Although Celia S Friedman proved a reasonably popular author in the UK during the 1980s, her novels seem to have slipped me by. Perhaps because I’d formed the mistaken impression, based on her Coldfire trilogy of Black Sun Rising, When True Night Falls and Crown of Shadows, she wrote fantasy. But the Coldfire books are actually a science fiction/fantasy mix, and In Conquest Born, a sequel to which did not appear until 2004, is pure space opera. Having said all that, I’m not really convinced I missed anything by not reading In Conquest Born when it was originally published…

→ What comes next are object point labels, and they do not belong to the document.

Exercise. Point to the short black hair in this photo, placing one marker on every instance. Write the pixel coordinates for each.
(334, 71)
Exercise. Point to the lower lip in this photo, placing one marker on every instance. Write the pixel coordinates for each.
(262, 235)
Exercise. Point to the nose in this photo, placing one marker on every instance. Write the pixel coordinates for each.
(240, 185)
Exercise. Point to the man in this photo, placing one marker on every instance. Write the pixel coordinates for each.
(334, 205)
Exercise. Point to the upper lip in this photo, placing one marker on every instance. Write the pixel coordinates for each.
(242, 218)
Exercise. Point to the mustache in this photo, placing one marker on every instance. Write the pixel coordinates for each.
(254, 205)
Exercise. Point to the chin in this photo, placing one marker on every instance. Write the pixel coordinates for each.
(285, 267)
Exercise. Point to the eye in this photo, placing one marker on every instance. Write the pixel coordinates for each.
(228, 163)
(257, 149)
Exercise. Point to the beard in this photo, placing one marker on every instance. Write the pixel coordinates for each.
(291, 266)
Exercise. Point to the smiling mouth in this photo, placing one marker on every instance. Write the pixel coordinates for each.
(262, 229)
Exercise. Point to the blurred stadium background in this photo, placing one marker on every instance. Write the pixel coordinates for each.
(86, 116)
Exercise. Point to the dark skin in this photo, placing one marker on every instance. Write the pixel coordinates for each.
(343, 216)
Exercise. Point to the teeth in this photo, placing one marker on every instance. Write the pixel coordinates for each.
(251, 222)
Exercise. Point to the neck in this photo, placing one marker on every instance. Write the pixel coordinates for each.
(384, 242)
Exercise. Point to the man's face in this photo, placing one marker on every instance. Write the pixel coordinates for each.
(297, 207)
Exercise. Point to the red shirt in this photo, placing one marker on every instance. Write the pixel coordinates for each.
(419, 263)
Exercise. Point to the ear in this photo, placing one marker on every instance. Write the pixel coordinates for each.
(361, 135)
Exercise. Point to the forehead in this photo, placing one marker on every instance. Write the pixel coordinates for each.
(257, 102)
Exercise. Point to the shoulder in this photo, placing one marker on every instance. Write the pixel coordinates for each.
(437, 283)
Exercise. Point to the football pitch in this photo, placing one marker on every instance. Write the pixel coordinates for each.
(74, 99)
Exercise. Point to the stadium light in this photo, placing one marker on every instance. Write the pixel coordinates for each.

At some indefinable point in the distant future, there are two antaognistic space empires, the Braxi and the Azeans. The Braxi are warlike, barbaric, and thoroughly bad. They treat their women like chattel, don’t seem to believe in human rights, and are ruled by the Braxaná, a tribe of pale-skinned and black-haired humans who have inbred so much that while they may be tall and strong and good-looking and ruthless, they are also prone to dying of a particular recurring plague. Oh, and there’s not many of them left – far fewer, in fact, than the regular Braxi believe. The Azeans, on the other hand. are the product of genetic engineering, undertaken millennia before so that they might survive the inimical environment of their world. They are golden-skinned and white-haired, the genders are treated equally, and they are more technologically-minded than the Braxi (who, is it said, steal Azean technology). They also embrace psychic powers, and even have an Institute which trains Functional Telepaths and Probes (which are even stronger telepaths).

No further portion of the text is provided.